The Department for Work and Pensions has strengthened its oversight and management of contracted-out health and disability assessments, but it has not yet achieved value for money according to today’s report from the National Audit Office.
The Department uses health and disability assessments to help decide if people are eligible for benefits or to help those on long-term sick leave back into work. Between April 2015 and March 2018, the Department expects to carry out around 7 million assessments which it estimates will cost a total of £1.6 billion.
Today’s report found that the cost of providing assessments is rising and providers are still struggling to meet expected performance standards.
Under the latest contract with the Centre for Health and Disability Assessments (CHDA) for Employment and Support Allowance (ESA) assessments starting in March 2015, the Department expects to pay £595 million over three years for 3.4 million assessments. This is around £190 per assessment compared with £115 per assessment under the previous contract with Atos. Costs have increased in part due to a higher proportion of face to face assessments and rising salaries for healthcare professionals.

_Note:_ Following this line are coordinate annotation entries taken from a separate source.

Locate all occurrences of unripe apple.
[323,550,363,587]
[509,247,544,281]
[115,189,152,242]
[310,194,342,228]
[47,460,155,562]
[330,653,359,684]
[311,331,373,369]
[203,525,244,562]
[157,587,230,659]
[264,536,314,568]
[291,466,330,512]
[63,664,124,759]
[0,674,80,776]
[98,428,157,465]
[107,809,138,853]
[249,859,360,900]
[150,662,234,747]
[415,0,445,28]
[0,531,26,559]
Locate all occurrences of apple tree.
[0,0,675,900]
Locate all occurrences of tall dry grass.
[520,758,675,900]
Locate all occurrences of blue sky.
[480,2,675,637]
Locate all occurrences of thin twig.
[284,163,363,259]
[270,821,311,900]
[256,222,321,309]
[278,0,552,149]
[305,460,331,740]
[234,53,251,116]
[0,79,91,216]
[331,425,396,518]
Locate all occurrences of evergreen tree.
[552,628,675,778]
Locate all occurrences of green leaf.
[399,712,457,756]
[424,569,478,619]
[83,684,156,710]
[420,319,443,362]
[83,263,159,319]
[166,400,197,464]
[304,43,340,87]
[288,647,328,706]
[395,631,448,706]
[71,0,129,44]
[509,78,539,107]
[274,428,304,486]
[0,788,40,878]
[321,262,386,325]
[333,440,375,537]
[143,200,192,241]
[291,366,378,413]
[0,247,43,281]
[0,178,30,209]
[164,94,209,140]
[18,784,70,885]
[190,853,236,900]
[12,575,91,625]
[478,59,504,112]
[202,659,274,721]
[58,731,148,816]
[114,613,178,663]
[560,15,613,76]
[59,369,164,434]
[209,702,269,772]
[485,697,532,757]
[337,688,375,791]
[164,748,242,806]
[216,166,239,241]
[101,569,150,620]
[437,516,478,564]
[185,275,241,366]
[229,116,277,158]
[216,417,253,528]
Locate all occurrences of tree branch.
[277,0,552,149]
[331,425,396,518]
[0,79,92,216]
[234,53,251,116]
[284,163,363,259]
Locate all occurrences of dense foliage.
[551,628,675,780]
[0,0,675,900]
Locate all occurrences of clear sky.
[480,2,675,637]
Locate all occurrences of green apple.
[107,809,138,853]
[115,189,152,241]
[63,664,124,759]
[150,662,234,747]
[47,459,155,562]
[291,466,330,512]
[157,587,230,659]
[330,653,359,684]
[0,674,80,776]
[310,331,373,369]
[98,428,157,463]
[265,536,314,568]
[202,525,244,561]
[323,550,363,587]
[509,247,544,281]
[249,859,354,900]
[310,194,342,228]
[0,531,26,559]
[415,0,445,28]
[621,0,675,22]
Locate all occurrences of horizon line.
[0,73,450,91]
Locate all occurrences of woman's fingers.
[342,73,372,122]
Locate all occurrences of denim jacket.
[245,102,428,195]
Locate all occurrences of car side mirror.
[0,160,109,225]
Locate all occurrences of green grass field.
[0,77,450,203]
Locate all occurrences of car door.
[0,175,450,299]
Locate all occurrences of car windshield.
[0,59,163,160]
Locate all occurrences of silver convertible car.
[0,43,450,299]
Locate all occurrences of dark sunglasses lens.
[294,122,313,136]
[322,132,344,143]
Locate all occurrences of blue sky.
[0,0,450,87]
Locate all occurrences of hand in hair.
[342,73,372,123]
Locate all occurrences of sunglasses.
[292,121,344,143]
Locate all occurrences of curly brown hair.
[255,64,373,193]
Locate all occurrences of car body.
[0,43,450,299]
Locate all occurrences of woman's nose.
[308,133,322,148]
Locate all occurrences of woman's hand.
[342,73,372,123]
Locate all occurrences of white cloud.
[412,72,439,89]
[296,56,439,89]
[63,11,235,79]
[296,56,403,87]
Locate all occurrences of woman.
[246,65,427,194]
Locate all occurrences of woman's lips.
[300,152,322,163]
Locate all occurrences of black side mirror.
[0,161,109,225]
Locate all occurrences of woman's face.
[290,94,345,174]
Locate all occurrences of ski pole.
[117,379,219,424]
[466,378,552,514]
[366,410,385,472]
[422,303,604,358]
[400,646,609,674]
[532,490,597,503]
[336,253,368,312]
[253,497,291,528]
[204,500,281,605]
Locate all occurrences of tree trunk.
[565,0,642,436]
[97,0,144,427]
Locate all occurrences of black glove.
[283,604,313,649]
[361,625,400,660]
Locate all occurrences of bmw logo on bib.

The Department has now reduced the number of outstanding assessments and these are being processed more quickly. Providers now take 4 weeks to process Personal Independence Payment (PIP) assessments, compared to a peak of 29 weeks in mid-2014, and ESA claims 23 weeks compared to 29 weeks. There is still, however, a backlog of at least 280,000 ESA assessments at August 2015. The ESA assessment provider, CHDA, is not on track to complete the expected number of assessments for 2015 and has missed assessment report quality targets since the start of the contract. Both Atos and Capita have failed to meet PIP assessment report quality targets since October 2013.
The NAO found that the Department has increased its capacity for performance management, expanding its team from 48 people in 2013 to 80 in 2015 and has managed the transition between ESA providers smoothly after Atos requested early exit from the contract.
The Department continues, however, to struggle with setting targets and requirements with clear evidence and failed to adequately test bidders’ assumptions, for example about staff training, during the contract tender process. It does not yet have a clear strategy for contracting-out assessments and risks damaging market interest through tight procurement timetables, inflexibility towards critical assumptions and lack of transparency.
Among the NAO’s recommendations are that the Department should develop an overall commercial strategy for assessments, set challenging realistic targets for providers and engage with providers to learn from previous experience.